By handing a victory to Donald Trump in this year's primary, New Hampshire's voters may have just blown up that long-nurtured credibility.

In previous election cycles, New Hampshire voters went (twice) for Republican John McCain, an affable and self-effacing war hero. In 2012 they backed Mitt Romney, a man so averse to bad language that his idea of swearing is a G-rated "H-E-double hockey sticks." On the other hand, when Bob Dole, asked on TV in 1988 if there was anything he wanted to say to his rival George H. W. Bush, snarled, "Tell him to stop lying about my record," his bitterness seemed to ratify New Hampshire's decision not to support him.

This time around, the winner of New Hampshire's GOP presidential primary is a vulgar and loudmouthed egomaniac, as ignorant of public affairs as he is gifted at stoking anger and xenophobia.

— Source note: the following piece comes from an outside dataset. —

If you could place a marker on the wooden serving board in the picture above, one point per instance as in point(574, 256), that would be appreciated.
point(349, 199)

Trump led every poll of New Hampshire Republican voters since last summer, nearly all of them by double digits, so his first-place finish on Tuesday, with 35 percent of the vote, came as no surprise. But it was a grievous confirmation of how far the Party of Reagan has drifted from its moorings.

Granted, there are plenty of caveats. Nearly two-thirds of the vote didn't go to Trump. Under New Hampshire's open-primary rules, many of those who took a Republican ballot on Tuesday presumably weren't Republicans. And victory in the New Hampshire primary is no guarantee of eventual nomination.

All the same, New Hampshire voters have just given their imprimatur to a Republican candidate who embodies a crude, unfiltered, uninformed solipsism — a demagogue far removed from everything thoughtful and honorable in the Republican Party's traditions.

After losing the Iowa caucuses to Senator Ted Cruz, Trump could have moderated his ugly and reckless campaign style. Instead he doubled down, using the F-word and other lewd language at campaign rallies, exuberantly embracing the torture of terror suspects, and repeating at every turn that Iowa's results were fraudulent. New Hampshire's voters have just rewarded those grotesqueries, bestowing on Trump his first official win of the presidential season. In so doing they have stained, perhaps permanently, their reputation for electoral discernment.